HDDFlyzer (High-Dimensional Descriptor-based Feature Space Analyzer) addresses this fragmentation by treating the prepared molecular dataset as the anchor of the analysis. It provides a local, CLI-first workflow with a Python API for organizing descriptor-space exploration as a connected computational record. Each run links the molecule registry, descriptor tables, Tanimoto similarity outputs, PCA, t-SNE, and UMAP coordinates, figures, manifests, and execution metadata within a structured result folder.

This connected record allows completed analyses to be revisited, inspected, compared, and extended while preserving the relationship between molecules, computed representations, and downstream artifacts.

Molecular Features Represented

HDDFlyzer builds descriptor tables from molecular features calculated for each compound. These features describe complementary aspects of molecular structure and provide the numerical basis for similarity analysis, dimensionality reduction, and visualization.

Descriptor group Representative features used by HDDFlyzer
Size and composition MW, HeavyAtomCount, HeavyAtomMolWt, NumHeteroatoms, NumValenceElectrons
Polarity and molecular surface TPSA, LabuteASA, MolMR, PolarSurfaceArea_Fraction, PolarAtom_Fraction
Hydrogen bonding NumHDonors, NumHAcceptors, NHOHCount, NOCount, HDonor_Acceptor_Ratio
Lipophilicity and refractivity MolLogP, MolLogP_MW_Ratio, SlogP_VSA1, SlogP_VSA2
Rings, flexibility, and topology RingCount, NumRotatableBonds, FractionCSP3, BalabanJ, BertzCT, Kappa1, NumAromaticRings
Electronic and VSA descriptors MaxPartialCharge, MinPartialCharge, PEOE_VSA1, SMR_VSA1
Shape-related descriptors PMI1, PMI2, PMI3, NPR1, NPR2
Composite molecular scores QED, LeadLikeness_Score, Pharma_Complexity, Synthetic_Accessibility, Desirability_Profile

Fingerprint/Tanimoto outputs such as morgan_tanimoto, atompair_tanimoto, and maccs_tanimoto are structural similarity relationships. PCA, t-SNE, and UMAP coordinates are derived projections created from descriptor or similarity spaces, not original molecular features.

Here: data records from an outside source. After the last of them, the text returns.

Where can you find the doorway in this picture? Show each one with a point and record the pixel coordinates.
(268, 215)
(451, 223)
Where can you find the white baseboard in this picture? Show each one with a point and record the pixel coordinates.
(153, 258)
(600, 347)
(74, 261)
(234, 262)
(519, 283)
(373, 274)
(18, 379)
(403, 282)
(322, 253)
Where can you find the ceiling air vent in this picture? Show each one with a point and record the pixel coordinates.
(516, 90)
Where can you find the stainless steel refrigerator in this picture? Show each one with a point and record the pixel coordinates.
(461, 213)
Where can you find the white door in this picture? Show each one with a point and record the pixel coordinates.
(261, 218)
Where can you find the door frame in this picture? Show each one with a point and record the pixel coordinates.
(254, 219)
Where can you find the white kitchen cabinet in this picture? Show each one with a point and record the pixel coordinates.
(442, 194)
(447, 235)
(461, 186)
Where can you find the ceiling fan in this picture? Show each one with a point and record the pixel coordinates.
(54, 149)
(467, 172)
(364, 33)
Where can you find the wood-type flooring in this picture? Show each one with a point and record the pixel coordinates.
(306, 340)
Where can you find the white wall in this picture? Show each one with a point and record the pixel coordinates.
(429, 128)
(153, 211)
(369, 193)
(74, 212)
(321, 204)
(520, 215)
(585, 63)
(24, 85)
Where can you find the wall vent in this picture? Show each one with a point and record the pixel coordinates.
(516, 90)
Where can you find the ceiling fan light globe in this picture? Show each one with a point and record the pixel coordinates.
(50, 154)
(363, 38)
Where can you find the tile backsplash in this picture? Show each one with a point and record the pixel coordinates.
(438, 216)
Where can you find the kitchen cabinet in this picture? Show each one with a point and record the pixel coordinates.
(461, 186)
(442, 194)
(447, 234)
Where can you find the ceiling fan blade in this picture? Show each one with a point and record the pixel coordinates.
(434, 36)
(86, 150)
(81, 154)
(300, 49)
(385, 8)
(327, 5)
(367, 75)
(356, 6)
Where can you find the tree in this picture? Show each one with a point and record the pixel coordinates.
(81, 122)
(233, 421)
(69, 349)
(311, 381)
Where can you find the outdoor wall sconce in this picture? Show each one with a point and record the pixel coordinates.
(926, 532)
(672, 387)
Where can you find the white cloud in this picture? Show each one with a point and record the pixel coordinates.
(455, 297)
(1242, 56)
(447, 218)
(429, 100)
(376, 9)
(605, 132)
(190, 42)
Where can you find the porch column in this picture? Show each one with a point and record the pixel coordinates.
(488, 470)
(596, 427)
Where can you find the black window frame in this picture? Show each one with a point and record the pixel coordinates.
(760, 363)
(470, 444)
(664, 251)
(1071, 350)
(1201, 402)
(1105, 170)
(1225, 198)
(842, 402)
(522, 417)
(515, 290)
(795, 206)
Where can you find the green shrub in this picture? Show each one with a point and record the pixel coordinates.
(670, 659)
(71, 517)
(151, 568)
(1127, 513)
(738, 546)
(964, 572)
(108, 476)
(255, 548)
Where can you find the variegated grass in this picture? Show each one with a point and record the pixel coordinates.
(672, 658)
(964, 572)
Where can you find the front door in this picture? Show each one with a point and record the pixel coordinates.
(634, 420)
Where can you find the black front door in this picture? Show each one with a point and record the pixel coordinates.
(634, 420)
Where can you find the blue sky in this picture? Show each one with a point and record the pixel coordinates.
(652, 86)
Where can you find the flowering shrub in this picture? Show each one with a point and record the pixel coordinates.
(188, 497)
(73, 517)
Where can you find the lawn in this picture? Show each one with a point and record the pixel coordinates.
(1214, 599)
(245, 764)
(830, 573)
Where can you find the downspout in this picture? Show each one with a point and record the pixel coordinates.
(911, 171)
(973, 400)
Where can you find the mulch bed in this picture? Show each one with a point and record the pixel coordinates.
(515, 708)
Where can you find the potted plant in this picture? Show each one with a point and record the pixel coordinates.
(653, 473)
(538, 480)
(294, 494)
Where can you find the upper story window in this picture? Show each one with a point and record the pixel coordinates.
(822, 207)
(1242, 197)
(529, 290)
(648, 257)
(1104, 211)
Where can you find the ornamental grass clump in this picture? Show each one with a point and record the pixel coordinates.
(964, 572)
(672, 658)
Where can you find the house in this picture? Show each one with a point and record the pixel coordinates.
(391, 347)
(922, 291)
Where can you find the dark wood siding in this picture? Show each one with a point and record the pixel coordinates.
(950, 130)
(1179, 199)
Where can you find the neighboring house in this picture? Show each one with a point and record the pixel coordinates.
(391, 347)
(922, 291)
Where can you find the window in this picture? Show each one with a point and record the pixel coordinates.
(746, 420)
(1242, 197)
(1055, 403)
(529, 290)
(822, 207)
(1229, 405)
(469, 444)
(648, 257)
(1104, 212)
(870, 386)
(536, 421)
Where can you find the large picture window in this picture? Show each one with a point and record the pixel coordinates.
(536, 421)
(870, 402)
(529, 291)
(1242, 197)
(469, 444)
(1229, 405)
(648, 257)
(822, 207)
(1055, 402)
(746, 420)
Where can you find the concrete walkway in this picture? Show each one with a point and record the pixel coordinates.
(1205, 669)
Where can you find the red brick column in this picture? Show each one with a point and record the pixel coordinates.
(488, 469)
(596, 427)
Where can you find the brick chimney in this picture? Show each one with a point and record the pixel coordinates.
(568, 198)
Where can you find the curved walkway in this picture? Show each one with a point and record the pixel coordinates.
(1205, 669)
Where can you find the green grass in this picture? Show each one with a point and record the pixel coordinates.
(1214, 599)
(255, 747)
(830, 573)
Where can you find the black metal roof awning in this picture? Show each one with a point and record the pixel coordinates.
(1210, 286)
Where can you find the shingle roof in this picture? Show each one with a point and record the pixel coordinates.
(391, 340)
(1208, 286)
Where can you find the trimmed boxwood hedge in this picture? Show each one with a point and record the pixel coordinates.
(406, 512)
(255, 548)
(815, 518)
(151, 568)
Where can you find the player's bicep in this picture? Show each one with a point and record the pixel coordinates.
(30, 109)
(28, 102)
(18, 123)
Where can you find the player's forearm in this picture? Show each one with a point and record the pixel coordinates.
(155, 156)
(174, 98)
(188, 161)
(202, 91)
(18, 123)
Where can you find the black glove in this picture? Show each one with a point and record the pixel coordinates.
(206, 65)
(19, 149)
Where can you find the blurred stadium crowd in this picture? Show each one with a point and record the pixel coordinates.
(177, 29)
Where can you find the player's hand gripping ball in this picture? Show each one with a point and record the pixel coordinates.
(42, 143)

Descriptor-Space Provenance

In HDDFlyzer, a plot is treated as the visible outcome of a computational path. That path includes the molecular collection, the descriptor or similarity representation, the dimensionality-reduction method, and the parameters used during execution.

By keeping these elements together, HDDFlyzer makes it easier to return to a previous analysis, inspect the generated artifacts, and compare molecular representations using consistent molecule identities. The focus is practical provenance: knowing how a result was produced and how to find the files that support it.

Fingerprint-based descriptor and similarity results generated by HDDFlyzer
Fingerprint-derived molecular relationships.
PCA projection example generated from an HDDFlyzer descriptor-space workflow
Descriptor-space projection from a reconstructed run.

What You Provide and Receive

You provide HDDFlyzer returns
A local molecular collection (SDF, CSV, or SMILES file). A structured results/<tag>/ folder with all outputs.
A dataset tag and workflow parameters. Descriptor tables, similarity matrices, and projection coordinates.
Optional group definitions for comparison. Figures, metadata, a manifest, and a workflow summary.

Citation

Contreras-Torres, F. F. and Saldivar-González, F. I. (2026). HDDFlyzer: High-Dimensional Descriptor-based Feature Space Analyzer. https://github.com/NanoBiostructuresRG/hddflyzer

License

This project is licensed under the terms of the GNU Lesser General Public License v3.0 or later. SPDX identifier: LGPL-3.0-or-later.